Giovanni Lanfranco (1582-1647), was an Italian painter and an early exponent of the Baroque style of Italian painting. He is most famous for his work painting church ceilings, above all his greatest work in the dome of San Andrea della Valle in Rome, as well as his bitter rivalry with his fellow painter Domenichino, first in Rome and later in Naples.

Born in Parma in 1582, as a boy Lanfranco was a page at Piacenza in the service of Count Scotti. A child prodigy, he showed a talent for drawing and painting from an early age, and before he reached his 16th birthday he had already painted a picture of the Virgin Mary which was so well regarded that it was placed in the church of San Agostino at Piacenza.

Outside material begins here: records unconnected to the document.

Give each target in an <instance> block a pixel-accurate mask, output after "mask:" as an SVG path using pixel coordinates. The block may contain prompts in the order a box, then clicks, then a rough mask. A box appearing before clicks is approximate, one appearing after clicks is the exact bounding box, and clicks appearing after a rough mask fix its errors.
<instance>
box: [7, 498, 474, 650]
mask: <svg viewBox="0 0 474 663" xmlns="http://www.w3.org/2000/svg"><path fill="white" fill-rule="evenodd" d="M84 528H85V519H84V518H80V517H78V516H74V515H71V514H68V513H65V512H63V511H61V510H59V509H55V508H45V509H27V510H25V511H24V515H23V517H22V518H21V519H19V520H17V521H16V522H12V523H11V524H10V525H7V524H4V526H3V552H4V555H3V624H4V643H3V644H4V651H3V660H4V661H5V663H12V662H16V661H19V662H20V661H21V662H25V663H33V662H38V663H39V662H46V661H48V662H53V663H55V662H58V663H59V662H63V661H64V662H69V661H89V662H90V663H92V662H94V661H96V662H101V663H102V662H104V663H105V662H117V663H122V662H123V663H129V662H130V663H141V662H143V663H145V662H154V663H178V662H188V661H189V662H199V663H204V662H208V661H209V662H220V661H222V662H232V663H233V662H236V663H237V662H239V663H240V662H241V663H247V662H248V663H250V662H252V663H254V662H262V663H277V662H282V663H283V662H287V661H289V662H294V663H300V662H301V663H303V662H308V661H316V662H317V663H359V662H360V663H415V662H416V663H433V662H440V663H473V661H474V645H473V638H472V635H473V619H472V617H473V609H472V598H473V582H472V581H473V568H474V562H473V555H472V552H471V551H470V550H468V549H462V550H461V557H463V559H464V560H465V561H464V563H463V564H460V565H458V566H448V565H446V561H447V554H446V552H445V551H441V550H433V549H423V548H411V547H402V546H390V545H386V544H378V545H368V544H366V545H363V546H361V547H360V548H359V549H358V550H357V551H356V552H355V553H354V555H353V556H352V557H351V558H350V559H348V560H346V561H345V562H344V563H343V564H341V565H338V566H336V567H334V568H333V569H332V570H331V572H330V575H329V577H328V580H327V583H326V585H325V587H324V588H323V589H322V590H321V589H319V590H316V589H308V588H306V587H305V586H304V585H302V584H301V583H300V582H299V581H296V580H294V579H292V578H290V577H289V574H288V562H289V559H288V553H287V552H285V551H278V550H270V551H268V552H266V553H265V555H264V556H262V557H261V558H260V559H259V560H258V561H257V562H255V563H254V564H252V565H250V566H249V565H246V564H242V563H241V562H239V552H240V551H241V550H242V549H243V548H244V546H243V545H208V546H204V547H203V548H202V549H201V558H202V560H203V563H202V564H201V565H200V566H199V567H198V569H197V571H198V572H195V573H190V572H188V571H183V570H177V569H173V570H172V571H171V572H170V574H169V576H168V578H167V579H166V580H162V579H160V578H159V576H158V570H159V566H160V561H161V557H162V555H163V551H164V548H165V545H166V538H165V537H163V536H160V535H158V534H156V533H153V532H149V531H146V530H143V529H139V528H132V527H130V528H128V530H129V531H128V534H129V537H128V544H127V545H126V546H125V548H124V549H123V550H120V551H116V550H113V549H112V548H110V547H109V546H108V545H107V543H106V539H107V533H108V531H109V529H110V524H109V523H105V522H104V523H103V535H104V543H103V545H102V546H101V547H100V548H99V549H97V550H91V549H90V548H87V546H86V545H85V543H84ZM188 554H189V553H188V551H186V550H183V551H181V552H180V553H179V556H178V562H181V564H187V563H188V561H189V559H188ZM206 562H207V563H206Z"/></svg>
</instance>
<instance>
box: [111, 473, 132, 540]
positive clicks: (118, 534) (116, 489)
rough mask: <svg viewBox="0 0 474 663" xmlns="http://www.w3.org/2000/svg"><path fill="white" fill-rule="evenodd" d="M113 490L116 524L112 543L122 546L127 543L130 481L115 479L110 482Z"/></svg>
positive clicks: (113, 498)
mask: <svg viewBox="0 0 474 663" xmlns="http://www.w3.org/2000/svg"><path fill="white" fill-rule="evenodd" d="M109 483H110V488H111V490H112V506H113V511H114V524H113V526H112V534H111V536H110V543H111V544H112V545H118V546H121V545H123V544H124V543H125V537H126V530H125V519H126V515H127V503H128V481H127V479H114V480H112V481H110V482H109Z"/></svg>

The Count placed Lanfranco under the tutelage of Agostino Caracci, with whom he remained for some years, but then when Agostino died in 1602, Lanfranco moved to Rome and joined the workshop of Agostino's much more famous brother, Annibale Caracci, participating in numerous projects decorating the churches around Rome

It was at this time that Lanfranco began his fierce rivalry with Domenichino. The two were both young hotshots, nearly the same age, and both were heralded as the next big thing in Italian painting. Time and time again the two found themselves competing for the same commission, and each time one or the other would win, the hate would only grow stronger. At one point the rivalry got so heated that Lanfranco publicly accused Domenichino of plagiarizing Agostino Caracci in his painting of the Confession of St. Jerome, now in the Vatican.

Lanfranco's crowning achievement came when, through clever scheming and backdoor wheeling and dealing, he beat out Domenichino for the commission to paint San Andrea della Valle, one of the most coveted and high-profile commissions of the age. According to legend Domenichino was so bitter at losing the commission that he attempted to sabotage Lanfranco's scaffolding, so that his rival might fall and break his neck.

But in any case, perhaps exerting himself to the utmost in order to prove he was the best painter in Rome and truly deserved the comission, Lanfranco's Assumption of the Virgin (completed 1627), was his greatest masterpiece, and his combination of the Caracci figure style with Correggio's illusionistic foreshortening marked the high point of the Italian Baroque.

In the 1630s Lanfranco and Domenichino both followed the rich commissions to Naples where they continued their rivalry. Domenichino died suddenly in 1641, allowing Lanfranco to step in and finish the work he had almost completed on the Naples Treasury. Lanfranco of course obliterated most of his rivals work and redid the whole thing, leaving only the work in the corners, but by this time Lanfranco was aging and in decline, and many critics feel that Domenichino's corners outshine his work in the main dome. Lanfranco remained in Naples a few more years, before moving back to Rome in 1646, and dying one year later.

Ultimately the rivalry between Domenichino and Lanfranco was a near dead heat. Domenichino was more consistently excellent and more technically solid, but he was artistically conservative, where as Lanfranco was a visionary who mixed and matched styles, tried out new techniques and approaches and was always striving to move art forward. A randomly selected Domenichino work is likely to be superior to a randomly selected work by Lanfranco, but Lanfranco's masterpiece at San Andrea della Valle, in terms of breathtaking scope and artistic vision, outshines anything Domenichino ever did.